Somewhere around here, the hubris kicked in. You can tell me that you have never looked at other developers and felt superior because your tool or language is better, but we'll both know that's a lie -- especially if you're a Rust developer. Let's be clear though, this kind of ownership over your work is also beneficial because it doesn't let us just put things down when they're hard or confusing. I kept on chasing the dream of being fast at NeoVim because I knew it was possible.

For a while, I was using NeoVim and VSCode side-by-side, in the same project, to handle different tasks. If I needed to find something in the codebase I would use VSCode because I just didn't know how to search in NeoVim. If I needed to modify a file or start a development server, I would use NeoVim because it was much easier being already in the terminal for it. This continued for some time until I realized that I could live like this forever and be worse off than when I was just using VSCode. At this point, I went back and re-read those kickstart configs to learn what the heck was happening under the covers, and to my amazement, I found out how to do the very searches I wanted to do in NeoVim! Not only that, but the searches were MUCH faster and more efficient than when I was fumbling around in VSCode trying to scroll through endless results that you could only see the first 20 characters of without clicking into them. I was finally able to do the unthinkable: ditch VSCode for good.
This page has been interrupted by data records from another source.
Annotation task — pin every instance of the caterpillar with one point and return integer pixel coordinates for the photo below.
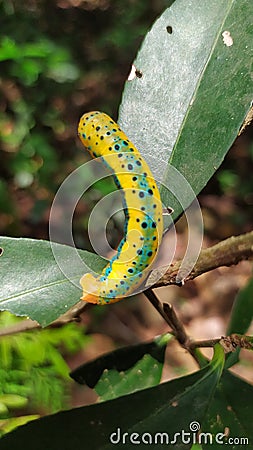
(143, 228)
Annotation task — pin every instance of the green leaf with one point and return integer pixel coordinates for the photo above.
(125, 370)
(32, 283)
(121, 359)
(192, 93)
(241, 318)
(170, 408)
(13, 401)
(231, 412)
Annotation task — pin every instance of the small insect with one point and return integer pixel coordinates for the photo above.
(142, 205)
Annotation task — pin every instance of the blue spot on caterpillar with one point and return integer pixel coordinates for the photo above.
(143, 229)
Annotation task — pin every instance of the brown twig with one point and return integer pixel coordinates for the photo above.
(169, 314)
(226, 253)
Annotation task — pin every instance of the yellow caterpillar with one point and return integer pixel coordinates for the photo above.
(143, 229)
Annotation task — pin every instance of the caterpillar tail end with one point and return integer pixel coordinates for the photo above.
(90, 289)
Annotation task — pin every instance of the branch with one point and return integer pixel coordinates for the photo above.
(226, 253)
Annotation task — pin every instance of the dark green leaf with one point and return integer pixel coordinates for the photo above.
(125, 370)
(169, 408)
(121, 359)
(33, 285)
(192, 92)
(231, 412)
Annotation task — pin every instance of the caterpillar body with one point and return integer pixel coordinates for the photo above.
(142, 205)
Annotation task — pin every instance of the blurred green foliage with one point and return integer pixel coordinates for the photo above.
(33, 374)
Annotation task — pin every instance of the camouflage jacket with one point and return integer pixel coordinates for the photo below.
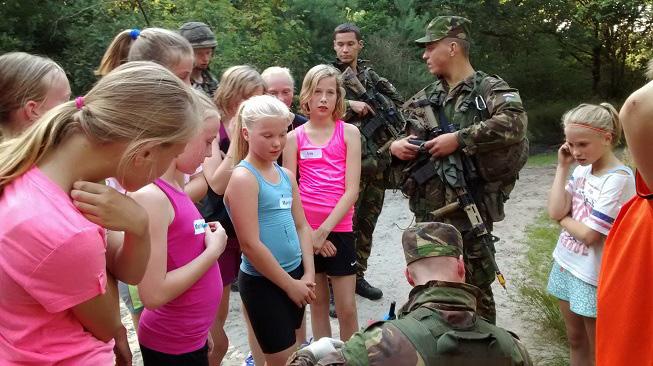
(506, 118)
(383, 344)
(208, 85)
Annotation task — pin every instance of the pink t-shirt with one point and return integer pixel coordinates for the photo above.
(182, 325)
(51, 259)
(322, 177)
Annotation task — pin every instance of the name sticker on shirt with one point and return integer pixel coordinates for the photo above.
(285, 202)
(199, 226)
(311, 154)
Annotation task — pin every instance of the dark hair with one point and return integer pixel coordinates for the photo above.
(348, 28)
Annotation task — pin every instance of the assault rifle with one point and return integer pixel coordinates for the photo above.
(385, 114)
(454, 170)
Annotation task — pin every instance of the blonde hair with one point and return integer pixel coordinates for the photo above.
(140, 103)
(272, 71)
(602, 117)
(206, 106)
(237, 83)
(24, 77)
(159, 45)
(312, 78)
(251, 111)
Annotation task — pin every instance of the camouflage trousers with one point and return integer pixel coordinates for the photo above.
(367, 211)
(479, 270)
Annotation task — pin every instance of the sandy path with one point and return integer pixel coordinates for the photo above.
(386, 265)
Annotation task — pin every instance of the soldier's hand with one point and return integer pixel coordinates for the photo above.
(404, 150)
(360, 108)
(442, 145)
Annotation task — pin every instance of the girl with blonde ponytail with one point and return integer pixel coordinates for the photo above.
(31, 85)
(585, 204)
(277, 278)
(59, 303)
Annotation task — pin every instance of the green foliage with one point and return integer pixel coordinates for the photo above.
(543, 308)
(557, 53)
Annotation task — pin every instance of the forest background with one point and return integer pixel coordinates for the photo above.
(558, 53)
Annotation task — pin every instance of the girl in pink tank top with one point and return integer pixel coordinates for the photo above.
(182, 286)
(327, 154)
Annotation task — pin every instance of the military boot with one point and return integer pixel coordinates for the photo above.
(363, 288)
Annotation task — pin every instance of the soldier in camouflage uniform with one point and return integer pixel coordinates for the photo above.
(203, 41)
(490, 124)
(347, 43)
(437, 326)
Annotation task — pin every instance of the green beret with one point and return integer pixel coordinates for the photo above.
(431, 239)
(447, 27)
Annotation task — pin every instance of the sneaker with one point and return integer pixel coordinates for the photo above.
(249, 360)
(363, 288)
(332, 307)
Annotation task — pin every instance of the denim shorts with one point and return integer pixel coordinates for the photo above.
(567, 287)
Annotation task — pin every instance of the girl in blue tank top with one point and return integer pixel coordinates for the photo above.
(276, 278)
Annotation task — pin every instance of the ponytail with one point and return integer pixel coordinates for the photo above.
(241, 147)
(616, 123)
(251, 111)
(19, 154)
(140, 103)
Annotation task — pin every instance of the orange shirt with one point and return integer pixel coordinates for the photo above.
(624, 324)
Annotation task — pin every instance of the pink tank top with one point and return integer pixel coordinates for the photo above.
(322, 177)
(182, 325)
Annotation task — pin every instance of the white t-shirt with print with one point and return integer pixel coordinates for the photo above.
(596, 201)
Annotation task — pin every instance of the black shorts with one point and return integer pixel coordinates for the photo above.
(273, 315)
(344, 262)
(195, 358)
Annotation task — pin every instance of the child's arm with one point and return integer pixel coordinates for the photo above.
(290, 153)
(101, 314)
(352, 182)
(128, 253)
(243, 189)
(636, 116)
(594, 228)
(303, 231)
(581, 231)
(559, 199)
(160, 286)
(221, 172)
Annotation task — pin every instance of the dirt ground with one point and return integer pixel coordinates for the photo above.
(386, 266)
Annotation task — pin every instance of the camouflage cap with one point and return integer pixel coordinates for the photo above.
(447, 27)
(198, 34)
(431, 239)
From here on out, I started eating vegetables, became a better lover, and was suddenly able to grow facial hair -- not really.

It's easy to get to the end of a post like this and think "Your situation is way different than mine. I can't just figure everything out in a few sittings like you." And while I do want you to think I'm very smart, I have to confess, this didn't happen overnight. It took me several weeks of doing things the wrong way to find out how close I was to the right way. Even now, as I type this up, I am painfully aware that my use of Vim motions is lacking and that I could be even faster if I would just sit down and learn them better. I need to rewrite my config files to clean everything up and make maintenance easier down the road. I'm still not sure if the font I chose is the best one, so I need to sit down and spend a day using a couple of different fonts to be sure. And I probably haven't tweeted about NeoVim enough to be considered a "real user" yet, though not for lack of trying.
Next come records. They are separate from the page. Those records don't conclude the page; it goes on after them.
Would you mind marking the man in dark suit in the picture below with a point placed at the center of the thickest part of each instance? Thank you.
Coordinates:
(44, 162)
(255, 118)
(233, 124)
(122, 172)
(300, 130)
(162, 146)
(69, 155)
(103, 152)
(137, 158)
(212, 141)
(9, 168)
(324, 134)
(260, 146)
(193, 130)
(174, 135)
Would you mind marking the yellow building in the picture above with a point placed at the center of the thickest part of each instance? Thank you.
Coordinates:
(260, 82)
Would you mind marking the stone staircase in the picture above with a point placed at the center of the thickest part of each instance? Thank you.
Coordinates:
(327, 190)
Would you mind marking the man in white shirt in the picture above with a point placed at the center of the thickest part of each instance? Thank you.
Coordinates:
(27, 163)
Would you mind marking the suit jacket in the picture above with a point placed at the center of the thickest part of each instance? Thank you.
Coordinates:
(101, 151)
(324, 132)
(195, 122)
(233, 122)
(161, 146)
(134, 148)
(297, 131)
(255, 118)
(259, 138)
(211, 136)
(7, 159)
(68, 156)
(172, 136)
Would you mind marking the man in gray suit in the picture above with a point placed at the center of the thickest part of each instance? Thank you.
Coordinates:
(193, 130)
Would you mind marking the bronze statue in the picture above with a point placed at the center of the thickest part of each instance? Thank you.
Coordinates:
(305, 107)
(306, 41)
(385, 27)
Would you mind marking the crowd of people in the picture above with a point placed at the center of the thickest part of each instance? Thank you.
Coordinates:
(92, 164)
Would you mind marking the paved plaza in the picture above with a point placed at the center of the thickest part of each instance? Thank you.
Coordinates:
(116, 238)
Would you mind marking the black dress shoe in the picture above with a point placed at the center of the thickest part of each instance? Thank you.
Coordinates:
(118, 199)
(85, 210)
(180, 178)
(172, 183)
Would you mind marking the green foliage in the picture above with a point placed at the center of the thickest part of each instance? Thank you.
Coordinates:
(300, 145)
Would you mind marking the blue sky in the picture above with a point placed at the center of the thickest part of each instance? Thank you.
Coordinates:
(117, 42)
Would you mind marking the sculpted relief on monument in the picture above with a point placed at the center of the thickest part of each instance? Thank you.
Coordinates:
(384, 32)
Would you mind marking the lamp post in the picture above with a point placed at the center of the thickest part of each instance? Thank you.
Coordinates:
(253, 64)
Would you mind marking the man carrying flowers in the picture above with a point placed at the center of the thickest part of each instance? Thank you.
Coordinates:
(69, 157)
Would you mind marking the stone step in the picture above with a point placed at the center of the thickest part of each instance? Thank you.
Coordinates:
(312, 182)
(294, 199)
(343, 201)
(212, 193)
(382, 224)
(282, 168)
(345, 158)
Now that I have been using only NeoVim for a month, it has been incredible to see how much speed I have gained from ditching my mouse in favor of more keyboard interaction. This, I think, is the moral of the story: sometimes you will have to slow down to get incremental improvement in your process. Don't view steep learning curves and periods of lowered speed/efficiency as a non-starter. Sometimes you will need to slow down to speed up. Sure, there are caveats to this rule, since in the grown-up, you've-got-a-job, real world you are sometimes required to maintain a timeline that doesn't allow for much slowing. But consider this: could you spend the first 30 minutes of your workday upgrading or improving your workflow? Maybe just 15 minutes? I ran two IDEs (or an IDE and a PDE, depending on who you ask) at the same time for a while to maintain efficiency, could you do that? If your only pushback is "that sounds like too much work" then perhaps you're not ready to up your productivity.

Time to go tear down my house and build two better ones - Not me

I'm going to get back to improving, by using NeoVim some more and participating in the Readme book club that Teej_dv is putting on. I hope reading this made you want to improve your process too, or at least try out NeoVim. Either way, happy hacking, and I'll see you around the internet.